In the months after "winning" the Hunger Games, Katniss Everdeen (Jennifer Lawrence) and Peeta Mellark (Josh Hutcherson) are back home, living with their families at the Victors' Village in District 12. Their mentor, Haymitch Abernathy (Woody Harrelson), has his own house there, too.
Katniss and Peeta are preparing to embark on their Victory Tour. Katniss meets with Gale Hawthorne (Liam Hemsworth), her soul mate who is now working in the mines and becoming more and more angry at what the people are forced to do to survive.
Haymitch is a drunken mess, and Katniss goes to the black market to buy some liquor to hold him over on the trip.
Not long before they are to depart, Katniss gets a surprise visit from President Snow (Donald Sutherland), who believes that when she and Peeta agreed to take their own lives by eating poisonous berries rather than kill one another, it was an act of subversion that gave the people hope. Now he demands that if Katniss wants to survive, she has to prove to him that she is really in love with Peeta and not just pretending to be. In this way, the president believes he can control the people in the districts.
Katniss learns of an uprising in District 8, and not long after, President Snow announces the Quarter Quell to mark the 75th anniversary of the Capitol's triumph over the districts' uprising. Two Hunger Games survivors from each district are to participate in a special competition to the death. Katniss and Haymitch are chosen from District 12, but Peeta volunteers to take Haymitch's place. Katniss makes Haymitch promise to do everything he can to save Peeta.
And so it begins again.
Revolt is evident wherever the Victory Tour train stops. The people raise their hands in salute to Katniss, using the symbol of the Mockingjay. By the time the train reaches the glitzy and glamorous Capitol of Panem, the stakes could not be higher.

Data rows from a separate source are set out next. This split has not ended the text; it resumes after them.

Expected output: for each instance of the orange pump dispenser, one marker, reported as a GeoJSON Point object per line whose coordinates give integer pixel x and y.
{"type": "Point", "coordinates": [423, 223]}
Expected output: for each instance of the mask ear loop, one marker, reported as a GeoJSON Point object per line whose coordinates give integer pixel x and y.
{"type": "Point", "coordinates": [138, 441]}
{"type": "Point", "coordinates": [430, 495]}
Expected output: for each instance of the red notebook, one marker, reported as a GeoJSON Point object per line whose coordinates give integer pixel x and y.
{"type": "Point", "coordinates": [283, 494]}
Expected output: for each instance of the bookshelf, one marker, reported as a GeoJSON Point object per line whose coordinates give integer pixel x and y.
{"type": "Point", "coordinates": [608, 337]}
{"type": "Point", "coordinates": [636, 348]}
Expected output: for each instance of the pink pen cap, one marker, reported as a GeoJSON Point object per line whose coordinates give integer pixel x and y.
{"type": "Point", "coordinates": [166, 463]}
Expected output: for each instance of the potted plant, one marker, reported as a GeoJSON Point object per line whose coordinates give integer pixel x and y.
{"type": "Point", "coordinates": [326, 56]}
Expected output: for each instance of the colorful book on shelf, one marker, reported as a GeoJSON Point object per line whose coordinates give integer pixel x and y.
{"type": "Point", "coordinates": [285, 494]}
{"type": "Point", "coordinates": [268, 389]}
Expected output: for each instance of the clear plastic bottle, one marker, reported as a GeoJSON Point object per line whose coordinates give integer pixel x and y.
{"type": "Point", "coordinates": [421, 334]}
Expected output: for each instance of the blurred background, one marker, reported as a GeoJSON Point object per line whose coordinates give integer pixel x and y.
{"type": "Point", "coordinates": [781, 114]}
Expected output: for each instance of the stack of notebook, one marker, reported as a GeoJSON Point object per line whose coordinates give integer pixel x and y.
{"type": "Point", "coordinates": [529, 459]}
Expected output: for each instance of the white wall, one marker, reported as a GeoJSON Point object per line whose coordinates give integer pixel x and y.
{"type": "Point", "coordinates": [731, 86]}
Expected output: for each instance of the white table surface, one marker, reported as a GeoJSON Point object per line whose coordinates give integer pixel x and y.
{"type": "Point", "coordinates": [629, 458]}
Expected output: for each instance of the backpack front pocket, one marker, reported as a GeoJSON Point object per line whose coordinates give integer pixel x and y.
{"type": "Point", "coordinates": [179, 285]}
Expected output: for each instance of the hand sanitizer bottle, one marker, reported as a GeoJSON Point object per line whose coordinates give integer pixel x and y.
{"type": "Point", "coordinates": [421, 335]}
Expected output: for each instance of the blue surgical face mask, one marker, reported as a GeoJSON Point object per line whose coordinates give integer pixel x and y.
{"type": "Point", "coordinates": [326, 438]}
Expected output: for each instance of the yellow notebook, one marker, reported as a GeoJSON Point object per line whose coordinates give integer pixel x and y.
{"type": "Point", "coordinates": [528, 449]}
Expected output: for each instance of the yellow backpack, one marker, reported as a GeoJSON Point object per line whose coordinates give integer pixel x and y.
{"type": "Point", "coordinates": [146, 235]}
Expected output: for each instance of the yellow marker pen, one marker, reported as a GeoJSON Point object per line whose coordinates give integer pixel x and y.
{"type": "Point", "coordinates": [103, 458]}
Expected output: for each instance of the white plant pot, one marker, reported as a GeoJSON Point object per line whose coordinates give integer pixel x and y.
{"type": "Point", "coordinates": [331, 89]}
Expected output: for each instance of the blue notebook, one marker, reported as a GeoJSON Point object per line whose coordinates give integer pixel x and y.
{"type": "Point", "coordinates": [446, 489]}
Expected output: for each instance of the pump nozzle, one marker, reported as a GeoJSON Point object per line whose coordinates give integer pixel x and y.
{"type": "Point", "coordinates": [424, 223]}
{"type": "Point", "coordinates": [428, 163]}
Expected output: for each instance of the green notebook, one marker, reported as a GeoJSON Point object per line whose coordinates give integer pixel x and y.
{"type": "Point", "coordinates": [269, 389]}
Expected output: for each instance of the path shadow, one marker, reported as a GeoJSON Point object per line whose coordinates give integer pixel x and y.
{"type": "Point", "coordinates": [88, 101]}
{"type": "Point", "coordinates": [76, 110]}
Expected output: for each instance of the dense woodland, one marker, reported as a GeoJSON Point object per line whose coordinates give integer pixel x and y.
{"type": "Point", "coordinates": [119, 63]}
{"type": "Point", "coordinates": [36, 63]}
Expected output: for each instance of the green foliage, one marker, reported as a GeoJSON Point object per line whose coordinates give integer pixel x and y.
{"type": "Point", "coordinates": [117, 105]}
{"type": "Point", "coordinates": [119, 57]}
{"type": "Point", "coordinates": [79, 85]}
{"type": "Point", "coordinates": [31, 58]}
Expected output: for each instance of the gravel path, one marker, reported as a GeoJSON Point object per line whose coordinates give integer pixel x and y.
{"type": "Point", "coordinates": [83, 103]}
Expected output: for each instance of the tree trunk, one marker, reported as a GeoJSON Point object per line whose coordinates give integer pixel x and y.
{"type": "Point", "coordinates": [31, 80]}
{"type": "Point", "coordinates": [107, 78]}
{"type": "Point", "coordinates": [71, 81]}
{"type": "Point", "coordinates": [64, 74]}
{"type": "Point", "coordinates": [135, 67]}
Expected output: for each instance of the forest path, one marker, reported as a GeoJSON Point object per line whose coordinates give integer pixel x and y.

They are forced to be gladiators again, and their only thoughts are for their families.
If "The Hunger Games" was high school with adolescent characters, a year later, "Catching Fire" is full-fledged university grad school, where teenagers are suddenly adults with the burdens and responsibilities of conscience, choices and consequences.
A new character, Plutarch Heavensbee (Philip Seymour Hoffman), is the Gamemaker. His work, as supervised by President Snow, is to destroy Katniss and Peeta in treacherous ways during the Games. They cannot survive. Plutarch is slippery and conniving.
There are other new characters, but the bottom line is who understands what the real game is and who will make the right, good, selfless choices.
The action and violence are intense; the Games, cruel; and goodness, despite every attempt to squash it, cannot be suppressed. There are promises and betrayals, not least of which come from the people Katniss and Peeta trust the most.
I keep thinking that "The Hunger Games" series, on film or in books, is really a social and moral parable for adults. It's Lord of the Flies and Animal Farm for the 21st century, and the peril is intensified by the maleficence of every inhuman regime that came before to enrich author Suzanne Collins' narrative vision. While I do not think the books are particularly well written, the elements Collins weaves together provide much fodder to compel the reader/viewer to engage his or her moral imagination when watching Collins' words fleshed out on the silver screen.
"The Hunger Games: Catching Fire" is about passion: the passion of love, the passion of power, and the passion of oppressed humanity that lives on hope, something President Snow understands but cannot allow to flourish.
The big question of "The Hunger Games" last year for Katniss and Peeta was: How do we not kill anyone? The question arising from this new scenario: How will we kill these people who are young, and one especially very old?
The fact is, they do not want to kill to survive but are put in an extreme moral situation that threatens everything. But as someone tells Katniss in the "festivities" leading up to the Quarter Quell: If you forgo your conscience, you can enjoy all the glitz and glamor of the Capitol as if nothing else mattered.
Hundreds of thousands of young people will see this film, as they did "The Hunger Games" last year. We all know by now that the story is not about kids killing other kids for sport but about the abuse of power that kills and hurts people and the inherent goodness in young people who want to save their families. My hope is that parents will see the film and let their kids talk about what it means with them. Kids of different ages do not interpret films in the same way, so it's good to listen to their views, hoping they will share them with you. Then you can add your perspective and values to make viewing "Catching Fire" a meaningful experience that highlights what is right and wrong, good and bad, and what it means to be an authentic human being in family, community and society.
I was haunted for days afterward, especially by the darkness of the story and the heavy burden thrust upon Katniss. What will she do with it? I think we have to wait for "Mockingjay," the adaptation of the third book that will come out in two movies. We could argue if the film is as "good" as the book. I think "Catching Fire" reflects the book as much as last year's book and film. Lots to think about.